The money expenditure competition: "Mine costs more than yours, therefore yours is low end" as though that relates to SQ.

The measurements crowd: If it doesn't measure like an anechoic chamber it's bad!

And finally the opposite of the measurements crowd "My ears tell my it sounds better when I keep a turntable within 3ft of my PC, don't knock it until you try it, it's just what my ears tell me!"

 

ROFL

 

So true k701smile.gif

post #122 of 201

My most hated audiophile-related misconceptions have to do with the wild claims some people on these sorts of forums make about the sonic artifacts and differences in equipment that they swear up and down that they can hear. All sorts of dubious "facts" and guff get spread around as a result, and new members look at that and accept it because it's popular consensus, or else judge the hobby based on the intensity of the often circular arguments that repeatedly erupt about burn in or cables.
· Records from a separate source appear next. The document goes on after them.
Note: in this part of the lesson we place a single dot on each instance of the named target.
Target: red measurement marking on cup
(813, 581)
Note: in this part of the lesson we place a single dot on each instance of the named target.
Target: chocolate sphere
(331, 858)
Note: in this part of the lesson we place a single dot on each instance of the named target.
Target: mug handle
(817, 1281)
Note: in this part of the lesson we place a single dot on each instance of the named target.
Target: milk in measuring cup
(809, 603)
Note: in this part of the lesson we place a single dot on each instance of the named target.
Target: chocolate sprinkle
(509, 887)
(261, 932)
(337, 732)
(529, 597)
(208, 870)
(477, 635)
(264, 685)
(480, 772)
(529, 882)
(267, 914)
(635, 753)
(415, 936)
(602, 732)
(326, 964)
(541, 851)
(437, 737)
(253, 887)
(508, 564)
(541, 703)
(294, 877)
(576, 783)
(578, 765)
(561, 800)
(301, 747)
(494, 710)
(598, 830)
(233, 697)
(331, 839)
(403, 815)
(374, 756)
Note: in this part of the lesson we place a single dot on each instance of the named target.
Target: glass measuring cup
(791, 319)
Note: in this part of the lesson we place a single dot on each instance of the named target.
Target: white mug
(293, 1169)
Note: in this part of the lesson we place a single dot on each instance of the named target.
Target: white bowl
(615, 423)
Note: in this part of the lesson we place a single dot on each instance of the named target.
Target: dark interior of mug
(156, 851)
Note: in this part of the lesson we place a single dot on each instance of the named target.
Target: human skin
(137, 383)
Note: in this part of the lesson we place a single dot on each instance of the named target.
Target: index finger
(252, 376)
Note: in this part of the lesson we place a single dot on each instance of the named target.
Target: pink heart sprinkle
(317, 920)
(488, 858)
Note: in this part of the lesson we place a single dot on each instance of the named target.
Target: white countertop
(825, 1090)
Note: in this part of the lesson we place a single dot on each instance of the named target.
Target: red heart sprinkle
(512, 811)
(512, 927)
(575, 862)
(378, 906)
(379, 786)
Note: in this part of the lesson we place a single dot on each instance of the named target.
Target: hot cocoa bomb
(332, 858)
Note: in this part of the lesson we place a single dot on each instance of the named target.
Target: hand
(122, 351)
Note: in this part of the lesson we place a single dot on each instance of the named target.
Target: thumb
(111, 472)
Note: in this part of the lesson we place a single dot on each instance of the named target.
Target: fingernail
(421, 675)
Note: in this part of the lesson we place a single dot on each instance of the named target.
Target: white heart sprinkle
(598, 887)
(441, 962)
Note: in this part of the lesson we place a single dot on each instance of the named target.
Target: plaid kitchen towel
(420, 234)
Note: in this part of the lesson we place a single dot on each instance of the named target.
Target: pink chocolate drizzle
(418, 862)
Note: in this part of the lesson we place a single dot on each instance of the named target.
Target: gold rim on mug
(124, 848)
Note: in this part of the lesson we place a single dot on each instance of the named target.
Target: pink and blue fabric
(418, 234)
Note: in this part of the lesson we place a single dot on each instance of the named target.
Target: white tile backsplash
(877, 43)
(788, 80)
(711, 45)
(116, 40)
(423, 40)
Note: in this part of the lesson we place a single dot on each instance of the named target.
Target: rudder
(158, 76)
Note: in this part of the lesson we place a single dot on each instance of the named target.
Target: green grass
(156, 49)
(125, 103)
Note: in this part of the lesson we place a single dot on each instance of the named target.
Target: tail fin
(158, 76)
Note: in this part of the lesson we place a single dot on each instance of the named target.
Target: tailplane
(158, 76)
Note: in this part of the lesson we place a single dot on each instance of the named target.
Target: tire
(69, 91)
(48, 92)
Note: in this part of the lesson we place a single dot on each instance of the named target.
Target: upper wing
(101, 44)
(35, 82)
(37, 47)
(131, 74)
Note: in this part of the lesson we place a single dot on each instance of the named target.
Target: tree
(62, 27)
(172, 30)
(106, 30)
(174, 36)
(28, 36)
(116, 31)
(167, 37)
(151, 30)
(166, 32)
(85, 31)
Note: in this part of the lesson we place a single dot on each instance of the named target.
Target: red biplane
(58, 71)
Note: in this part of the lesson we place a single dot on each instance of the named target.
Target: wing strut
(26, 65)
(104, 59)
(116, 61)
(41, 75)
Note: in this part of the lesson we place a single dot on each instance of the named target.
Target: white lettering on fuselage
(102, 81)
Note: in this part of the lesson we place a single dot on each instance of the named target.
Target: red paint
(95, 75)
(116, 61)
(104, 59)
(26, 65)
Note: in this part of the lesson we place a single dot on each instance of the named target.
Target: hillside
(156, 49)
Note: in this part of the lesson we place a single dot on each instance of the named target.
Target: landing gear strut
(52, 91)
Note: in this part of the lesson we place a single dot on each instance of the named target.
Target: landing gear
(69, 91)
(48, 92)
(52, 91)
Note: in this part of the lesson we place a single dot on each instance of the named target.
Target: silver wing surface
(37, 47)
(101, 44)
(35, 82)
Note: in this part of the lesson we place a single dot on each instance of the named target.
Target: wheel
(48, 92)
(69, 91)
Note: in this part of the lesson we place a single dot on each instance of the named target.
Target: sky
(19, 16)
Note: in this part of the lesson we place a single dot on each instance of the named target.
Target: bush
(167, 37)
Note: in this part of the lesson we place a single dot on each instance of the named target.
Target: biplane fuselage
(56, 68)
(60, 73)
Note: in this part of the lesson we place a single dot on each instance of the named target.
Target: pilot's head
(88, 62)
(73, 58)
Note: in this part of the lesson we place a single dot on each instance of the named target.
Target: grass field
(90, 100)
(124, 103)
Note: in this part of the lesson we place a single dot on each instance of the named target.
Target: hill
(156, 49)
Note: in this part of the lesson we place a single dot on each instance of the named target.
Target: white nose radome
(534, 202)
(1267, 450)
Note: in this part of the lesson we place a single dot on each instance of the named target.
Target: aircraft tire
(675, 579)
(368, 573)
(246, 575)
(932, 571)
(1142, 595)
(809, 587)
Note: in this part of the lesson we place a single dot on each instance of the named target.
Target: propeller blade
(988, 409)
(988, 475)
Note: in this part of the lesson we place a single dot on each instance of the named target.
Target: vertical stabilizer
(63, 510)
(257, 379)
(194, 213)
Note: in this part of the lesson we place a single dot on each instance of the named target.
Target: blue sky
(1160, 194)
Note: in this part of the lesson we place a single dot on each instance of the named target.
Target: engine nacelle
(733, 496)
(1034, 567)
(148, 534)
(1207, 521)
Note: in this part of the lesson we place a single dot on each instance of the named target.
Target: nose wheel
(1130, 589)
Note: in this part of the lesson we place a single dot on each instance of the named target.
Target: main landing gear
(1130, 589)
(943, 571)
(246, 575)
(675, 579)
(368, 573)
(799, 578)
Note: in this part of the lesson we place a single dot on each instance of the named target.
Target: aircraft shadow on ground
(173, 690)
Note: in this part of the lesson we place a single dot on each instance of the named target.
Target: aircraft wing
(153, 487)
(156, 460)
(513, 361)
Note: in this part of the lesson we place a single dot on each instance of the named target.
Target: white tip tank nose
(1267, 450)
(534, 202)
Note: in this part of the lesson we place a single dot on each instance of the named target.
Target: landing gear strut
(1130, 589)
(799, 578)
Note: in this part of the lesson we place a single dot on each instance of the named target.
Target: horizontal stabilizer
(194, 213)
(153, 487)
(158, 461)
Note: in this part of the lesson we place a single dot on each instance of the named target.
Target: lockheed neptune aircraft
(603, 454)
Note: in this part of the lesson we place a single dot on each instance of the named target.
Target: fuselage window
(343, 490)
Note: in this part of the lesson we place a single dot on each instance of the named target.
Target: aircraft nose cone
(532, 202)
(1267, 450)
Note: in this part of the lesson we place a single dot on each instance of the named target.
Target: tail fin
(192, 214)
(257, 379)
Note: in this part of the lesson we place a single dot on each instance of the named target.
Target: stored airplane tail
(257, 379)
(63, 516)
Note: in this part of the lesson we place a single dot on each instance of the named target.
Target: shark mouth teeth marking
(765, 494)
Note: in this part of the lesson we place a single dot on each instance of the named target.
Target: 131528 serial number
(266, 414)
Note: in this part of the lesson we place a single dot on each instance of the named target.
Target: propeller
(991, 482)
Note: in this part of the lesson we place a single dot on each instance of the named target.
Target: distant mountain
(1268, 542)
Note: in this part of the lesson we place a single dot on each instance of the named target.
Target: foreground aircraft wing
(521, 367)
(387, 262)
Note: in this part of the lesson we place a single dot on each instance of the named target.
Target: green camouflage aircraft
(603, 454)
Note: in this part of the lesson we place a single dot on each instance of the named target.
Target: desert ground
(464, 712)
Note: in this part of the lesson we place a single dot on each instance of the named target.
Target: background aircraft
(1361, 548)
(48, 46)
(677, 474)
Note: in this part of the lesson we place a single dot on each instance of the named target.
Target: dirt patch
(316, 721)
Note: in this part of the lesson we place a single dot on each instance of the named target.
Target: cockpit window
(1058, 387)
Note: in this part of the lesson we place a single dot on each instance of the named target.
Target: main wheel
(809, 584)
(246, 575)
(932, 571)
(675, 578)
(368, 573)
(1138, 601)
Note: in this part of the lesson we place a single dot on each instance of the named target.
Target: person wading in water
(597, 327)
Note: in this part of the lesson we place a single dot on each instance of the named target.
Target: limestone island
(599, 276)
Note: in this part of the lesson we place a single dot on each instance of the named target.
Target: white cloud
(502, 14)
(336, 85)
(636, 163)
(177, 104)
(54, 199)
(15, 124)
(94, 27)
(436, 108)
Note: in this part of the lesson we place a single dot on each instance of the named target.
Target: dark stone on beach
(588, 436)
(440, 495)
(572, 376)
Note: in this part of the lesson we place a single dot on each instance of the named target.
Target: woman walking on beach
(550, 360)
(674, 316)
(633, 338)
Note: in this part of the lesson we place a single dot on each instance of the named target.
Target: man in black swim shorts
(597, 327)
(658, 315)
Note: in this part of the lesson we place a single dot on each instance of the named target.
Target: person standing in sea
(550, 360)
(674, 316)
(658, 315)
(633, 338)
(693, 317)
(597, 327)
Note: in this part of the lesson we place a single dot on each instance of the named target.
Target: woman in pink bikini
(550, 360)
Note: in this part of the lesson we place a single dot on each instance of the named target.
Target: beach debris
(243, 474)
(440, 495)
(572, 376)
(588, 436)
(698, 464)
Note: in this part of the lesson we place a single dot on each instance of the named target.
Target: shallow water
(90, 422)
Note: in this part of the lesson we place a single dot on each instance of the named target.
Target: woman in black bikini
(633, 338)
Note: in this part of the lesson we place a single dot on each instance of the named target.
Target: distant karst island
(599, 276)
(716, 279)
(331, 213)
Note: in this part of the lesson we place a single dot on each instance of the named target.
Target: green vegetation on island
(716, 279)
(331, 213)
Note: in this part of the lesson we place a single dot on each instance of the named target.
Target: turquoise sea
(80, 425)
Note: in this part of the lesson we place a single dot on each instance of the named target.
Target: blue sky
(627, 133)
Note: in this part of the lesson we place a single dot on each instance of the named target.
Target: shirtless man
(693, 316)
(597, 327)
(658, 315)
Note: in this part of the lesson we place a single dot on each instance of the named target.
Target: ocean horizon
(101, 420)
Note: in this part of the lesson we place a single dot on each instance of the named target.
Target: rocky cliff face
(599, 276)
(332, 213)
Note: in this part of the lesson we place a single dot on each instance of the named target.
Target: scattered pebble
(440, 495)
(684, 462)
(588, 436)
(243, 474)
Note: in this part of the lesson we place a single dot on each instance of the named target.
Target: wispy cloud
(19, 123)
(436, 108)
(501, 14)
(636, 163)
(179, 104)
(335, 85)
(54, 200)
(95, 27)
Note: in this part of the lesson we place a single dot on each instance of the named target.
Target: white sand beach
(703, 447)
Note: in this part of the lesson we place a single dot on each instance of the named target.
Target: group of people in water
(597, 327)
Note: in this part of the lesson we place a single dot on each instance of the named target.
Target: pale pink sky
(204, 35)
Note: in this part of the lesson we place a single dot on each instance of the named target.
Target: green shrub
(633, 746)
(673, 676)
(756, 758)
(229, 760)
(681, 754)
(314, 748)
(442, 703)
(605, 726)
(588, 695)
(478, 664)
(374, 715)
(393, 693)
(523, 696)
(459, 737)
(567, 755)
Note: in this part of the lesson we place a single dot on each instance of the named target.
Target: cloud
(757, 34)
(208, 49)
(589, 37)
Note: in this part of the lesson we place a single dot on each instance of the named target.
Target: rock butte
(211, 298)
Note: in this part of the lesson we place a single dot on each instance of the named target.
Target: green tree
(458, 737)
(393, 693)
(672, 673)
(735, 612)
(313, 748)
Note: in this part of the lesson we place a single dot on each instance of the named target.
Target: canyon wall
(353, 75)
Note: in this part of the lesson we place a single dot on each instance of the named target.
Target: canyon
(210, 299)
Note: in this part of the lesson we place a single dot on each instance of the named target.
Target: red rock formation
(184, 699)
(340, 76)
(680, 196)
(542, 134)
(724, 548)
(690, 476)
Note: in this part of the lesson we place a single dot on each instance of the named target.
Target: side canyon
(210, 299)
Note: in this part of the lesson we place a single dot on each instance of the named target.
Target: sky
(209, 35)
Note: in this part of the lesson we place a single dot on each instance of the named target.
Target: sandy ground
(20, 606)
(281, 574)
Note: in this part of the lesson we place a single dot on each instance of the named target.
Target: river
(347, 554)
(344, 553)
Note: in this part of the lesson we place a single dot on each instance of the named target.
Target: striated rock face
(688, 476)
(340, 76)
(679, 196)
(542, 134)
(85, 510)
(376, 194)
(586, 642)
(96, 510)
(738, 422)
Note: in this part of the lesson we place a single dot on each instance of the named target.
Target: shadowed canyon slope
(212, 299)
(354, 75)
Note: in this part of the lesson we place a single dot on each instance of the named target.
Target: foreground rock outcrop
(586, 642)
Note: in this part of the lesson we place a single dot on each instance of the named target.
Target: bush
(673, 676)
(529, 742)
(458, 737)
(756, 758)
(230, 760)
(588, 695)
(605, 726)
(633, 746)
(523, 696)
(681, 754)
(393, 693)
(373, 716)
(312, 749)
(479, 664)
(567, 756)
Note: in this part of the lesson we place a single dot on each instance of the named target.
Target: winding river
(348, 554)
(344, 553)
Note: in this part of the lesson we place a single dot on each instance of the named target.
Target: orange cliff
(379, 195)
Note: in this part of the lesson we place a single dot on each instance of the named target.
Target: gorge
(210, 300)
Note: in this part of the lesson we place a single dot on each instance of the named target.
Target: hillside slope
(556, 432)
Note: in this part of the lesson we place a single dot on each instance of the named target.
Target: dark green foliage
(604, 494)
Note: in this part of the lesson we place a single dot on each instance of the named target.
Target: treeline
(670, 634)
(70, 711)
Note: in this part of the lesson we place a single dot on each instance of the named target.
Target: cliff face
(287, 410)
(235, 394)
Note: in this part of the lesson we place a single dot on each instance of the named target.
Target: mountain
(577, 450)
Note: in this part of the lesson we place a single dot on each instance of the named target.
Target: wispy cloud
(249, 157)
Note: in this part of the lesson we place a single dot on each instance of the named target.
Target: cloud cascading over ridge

They often conclude that they need to spend a bunch of money on stuff they probably don't need or, worse yet, they take up sides in these arguments just to fit in and thus keep the cycle going.

 

You see, some audiophiles (certainly not all) feel that their ability to enjoy audio at a deeper level than most people (which is truly a gift, don't get me wrong) makes them special and superior. It builds them up inside. That can eventually go to anyone's head and morph into all sorts of ridiculousness. People can convince themselves of nearly anything if it stokes their egos, especially if it bigs them up or they've sunk money into it. But the fact that I rarely see anyone interested in trying to prove these claims to themselves empirically tells me that, more likely than not, they know deep down there's a very real possibility they're winding themselves up and they don't want to be humbled to the fact or have to admit that they just wasted their money.

 

So they hide behind their jargon. They collect among like-minded individuals and reinforce their beliefs. And, though it's not really that common on Head-Fi, nevertheless sometimes they react with hostility toward anybody who challenges their claims.

 

There's a quote in my signature about this. It's based on my own experience, when I finally came down off my high horse and used the ABX comparator in Foobar. My transparency point for Lame MP3 is V0, which is quite high. But that's with a specially-selected killer sample. Realistically V1, and possibly even V2, would be fine. For AAC it's far lower, at around 160kbps. I used to think things like, "I can tell the difference. Listen to those reverb trails!" You'll be shocked what you can't hear when it's your cold, dispassionate computer that's keeping tally. And you'll be happy for it because you'll gain a much truer and more realistic sense of not just your own limitations (which is most important), but of the realistic limitations of any human.

 

And, just between you and me, you'll also save a boatload of money, time, and worrying about "What would happen if I upgraded x?" or "Would the midrange sound fuller if I encoded in lossless?".

 

So take what I've said as you will. Flame or agree as you see fit. I don't spend near as much time on Head-Fi these days because I'm often too busy with other stuff. But I'll say this much. I haven't got a clue who made the cables in my headphones, what chip is in my DAC, or what production run my DT880 came from (it's got the new strain relief as opposed to the original one that Beyerdynamic now only uses on the T-series phones, so of course it sounds different!). When I slap my cans on my head and put on some Genesis or the LSO, all I care about is kicking back and enjoying the music.

 

Because that's ultimately what it should be about.

post #123 of 201

What drives me crazy is how many audiophiles completely ignore the power of expectation bias. If product X is significantly more expensive than product Y, most people are going to think it sounds "better" because: (1) they buy into the faulty logic that it must sound better if it's more expensive, and (2) they want to think they have good ears and can hear how much better the more expensive product sounds, even if it doesn't. There simply is no way around this problem other than by conducting a blind, large-scale test. For example, listen to 30 systems (operated by someone else, of course) that are completely identical except for the component you're testing. Unless that component is the headphones or speakers, the vast majority of audiophiles will not be able to pick it out except by luck. Of course, such a test is extremely impractical, which is why no one does it.

 

The problem is compounded with "reviews" of audio equipment in which the "reviewer" is basically compelled to say that a more expensive product sounds better than a less expensive one. If they don't, they lose credibility among the vast majority of readers who think more expensive equals better. Honestly, when was the last time you read a review that said, "This product is twice as much as that one but doesn't sound any better."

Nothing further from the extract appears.